For the past 25 years America has utterly dominated great-power politics. Increasingly, it lives in a contested world. The new game with Russia and China that is unfolding in Syria and the South China Sea is a taste of the struggle ahead.

We should not be surprised that U.S. superpower status is being challenged. That is what great nations do, as all students of history know. Unfortunately, President Barack Obama is not deeply learned about history, viewing it in purely ideological terms, and believing in an imaginary "international community."

The Economist still sees the U.S. as the nation that must lead:

American foreign policy has not yet adjusted to this contested world. For the past three presidents, policy has chiefly involved the export of American values—although, to the countries on the receiving end, that sometimes felt like an imposition. The idea was that countries would inevitably gravitate towards democracy, markets and human rights. Optimists thought that even China was heading in that direction.

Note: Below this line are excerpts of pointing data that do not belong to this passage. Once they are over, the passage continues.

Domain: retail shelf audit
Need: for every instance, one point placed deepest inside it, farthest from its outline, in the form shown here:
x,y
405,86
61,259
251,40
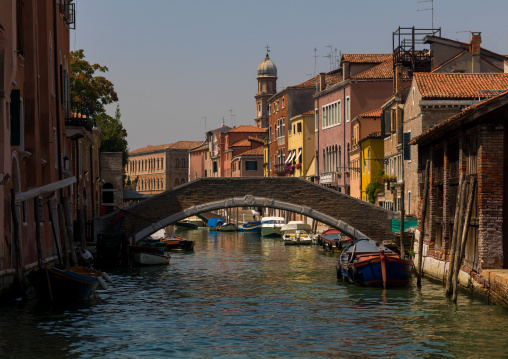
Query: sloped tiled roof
x,y
242,143
180,145
371,114
458,85
382,71
330,80
366,58
500,100
247,128
255,152
450,61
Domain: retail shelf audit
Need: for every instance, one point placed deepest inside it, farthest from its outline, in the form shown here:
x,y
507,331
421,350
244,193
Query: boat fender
x,y
107,277
102,283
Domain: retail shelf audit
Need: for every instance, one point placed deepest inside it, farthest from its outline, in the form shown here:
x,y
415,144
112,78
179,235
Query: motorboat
x,y
251,227
333,240
294,226
271,226
297,237
213,222
368,263
227,227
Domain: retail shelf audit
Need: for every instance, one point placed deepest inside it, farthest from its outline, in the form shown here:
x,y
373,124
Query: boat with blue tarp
x,y
368,263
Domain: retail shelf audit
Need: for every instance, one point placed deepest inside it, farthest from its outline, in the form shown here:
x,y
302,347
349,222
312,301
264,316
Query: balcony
x,y
327,178
68,11
79,117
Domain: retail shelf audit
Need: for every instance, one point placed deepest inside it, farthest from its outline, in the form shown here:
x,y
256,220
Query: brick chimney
x,y
345,70
474,47
397,80
322,81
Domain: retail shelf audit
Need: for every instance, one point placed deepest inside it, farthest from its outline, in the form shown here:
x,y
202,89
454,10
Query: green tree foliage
x,y
375,186
113,135
94,92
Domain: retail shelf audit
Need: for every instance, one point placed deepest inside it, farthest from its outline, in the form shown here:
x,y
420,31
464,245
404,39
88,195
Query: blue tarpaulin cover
x,y
212,222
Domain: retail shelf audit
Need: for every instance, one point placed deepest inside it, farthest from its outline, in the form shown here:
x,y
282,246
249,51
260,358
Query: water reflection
x,y
245,296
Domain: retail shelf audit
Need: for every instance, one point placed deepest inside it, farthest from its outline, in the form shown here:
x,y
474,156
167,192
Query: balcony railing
x,y
68,11
79,117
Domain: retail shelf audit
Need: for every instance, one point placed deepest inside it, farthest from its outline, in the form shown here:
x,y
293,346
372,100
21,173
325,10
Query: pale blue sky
x,y
175,62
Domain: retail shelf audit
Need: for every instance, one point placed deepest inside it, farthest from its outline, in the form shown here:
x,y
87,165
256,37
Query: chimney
x,y
345,70
322,81
474,47
397,80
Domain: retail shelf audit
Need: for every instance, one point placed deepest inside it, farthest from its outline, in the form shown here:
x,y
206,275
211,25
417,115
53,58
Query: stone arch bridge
x,y
350,215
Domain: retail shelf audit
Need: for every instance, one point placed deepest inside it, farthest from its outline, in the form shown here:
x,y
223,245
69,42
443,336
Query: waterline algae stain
x,y
242,296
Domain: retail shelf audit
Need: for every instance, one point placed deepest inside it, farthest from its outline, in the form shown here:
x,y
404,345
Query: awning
x,y
299,154
289,158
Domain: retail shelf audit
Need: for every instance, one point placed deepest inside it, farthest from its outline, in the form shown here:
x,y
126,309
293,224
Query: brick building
x,y
473,143
156,169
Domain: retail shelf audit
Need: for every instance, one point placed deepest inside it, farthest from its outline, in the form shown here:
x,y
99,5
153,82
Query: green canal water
x,y
242,296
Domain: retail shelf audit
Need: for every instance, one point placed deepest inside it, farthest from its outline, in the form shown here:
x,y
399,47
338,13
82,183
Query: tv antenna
x,y
429,9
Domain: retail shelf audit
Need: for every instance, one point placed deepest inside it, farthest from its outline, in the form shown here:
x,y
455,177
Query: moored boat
x,y
366,262
333,240
295,226
251,227
297,237
71,285
271,226
213,222
227,227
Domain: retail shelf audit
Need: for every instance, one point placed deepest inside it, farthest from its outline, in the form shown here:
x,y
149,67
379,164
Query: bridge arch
x,y
352,216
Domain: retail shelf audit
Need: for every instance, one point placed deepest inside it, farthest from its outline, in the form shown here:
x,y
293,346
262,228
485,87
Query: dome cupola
x,y
267,68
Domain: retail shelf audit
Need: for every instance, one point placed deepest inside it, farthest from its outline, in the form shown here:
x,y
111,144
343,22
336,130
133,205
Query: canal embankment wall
x,y
490,284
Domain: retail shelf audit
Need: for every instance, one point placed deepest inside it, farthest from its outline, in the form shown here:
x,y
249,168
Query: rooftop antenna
x,y
205,122
429,9
315,58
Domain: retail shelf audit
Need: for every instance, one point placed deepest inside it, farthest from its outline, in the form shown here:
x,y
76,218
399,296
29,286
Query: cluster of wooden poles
x,y
459,234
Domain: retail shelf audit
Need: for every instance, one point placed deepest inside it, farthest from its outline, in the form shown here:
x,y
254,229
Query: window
x,y
251,165
331,114
348,110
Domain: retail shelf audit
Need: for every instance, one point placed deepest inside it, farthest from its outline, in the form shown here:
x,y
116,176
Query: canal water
x,y
242,296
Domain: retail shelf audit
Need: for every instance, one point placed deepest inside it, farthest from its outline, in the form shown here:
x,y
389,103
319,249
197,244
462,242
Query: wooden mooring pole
x,y
422,224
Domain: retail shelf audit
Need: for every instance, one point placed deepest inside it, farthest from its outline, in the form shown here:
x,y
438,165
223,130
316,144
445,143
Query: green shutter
x,y
15,118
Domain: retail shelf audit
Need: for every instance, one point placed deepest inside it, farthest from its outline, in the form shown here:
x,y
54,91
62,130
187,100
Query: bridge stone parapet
x,y
352,216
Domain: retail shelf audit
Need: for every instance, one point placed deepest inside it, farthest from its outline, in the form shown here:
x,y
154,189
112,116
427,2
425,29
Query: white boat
x,y
298,237
151,259
295,225
270,226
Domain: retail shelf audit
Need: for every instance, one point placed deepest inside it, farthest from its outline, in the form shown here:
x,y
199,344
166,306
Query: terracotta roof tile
x,y
449,61
458,85
180,145
242,143
329,79
247,128
468,110
382,71
255,152
366,58
371,114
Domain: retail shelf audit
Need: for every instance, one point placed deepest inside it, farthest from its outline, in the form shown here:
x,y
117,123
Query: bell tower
x,y
267,87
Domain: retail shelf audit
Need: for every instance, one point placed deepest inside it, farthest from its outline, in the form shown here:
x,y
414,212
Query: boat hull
x,y
150,259
72,285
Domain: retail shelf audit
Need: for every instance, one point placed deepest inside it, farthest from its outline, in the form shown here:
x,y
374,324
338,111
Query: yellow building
x,y
371,160
300,146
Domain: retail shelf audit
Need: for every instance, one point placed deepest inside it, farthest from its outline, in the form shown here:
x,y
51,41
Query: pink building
x,y
366,84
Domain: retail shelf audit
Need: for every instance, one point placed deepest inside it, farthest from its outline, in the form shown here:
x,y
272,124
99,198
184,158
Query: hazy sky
x,y
175,62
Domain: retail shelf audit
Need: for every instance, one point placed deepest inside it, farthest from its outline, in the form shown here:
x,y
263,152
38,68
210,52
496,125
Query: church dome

All those, like this newspaper, who still see democracy and markets as the route to peace and prosperity hope that America will be more willing to lead. Mr Obama’s wish that other countries should share responsibility for the system of international law and human rights will work only if his country sets the agenda and takes the initiative—as it did with Iran’s nuclear programme. The new game will involve tough diplomacy and the occasional judicious application of force.

America still has resources other powers lack. Foremost is its web of alliances, including NATO. Whereas Mr. Obama sometimes behaves as if alliances are transactional, they need solid foundations. America’s military power is unmatched, but it is hindered by pork-barrel politics and automatic cuts mandated by Congress. These spring from the biggest brake on American leadership: dysfunctional politics in Washington. That is not just a poor advertisement for democracy; it also stymies America’s interest. In the new game it is something that the United States—and the world—can ill afford.

Perhaps what we have really lost is the sense that our values matter and are worth spreading, even if we have sometimes gotten this wrong in the past.

Perhaps that is why Dalrymple thought that the U.S. was better off than the U.K. because, even a few years ago, we regarded our ideas and values as potentially beneficial to the world.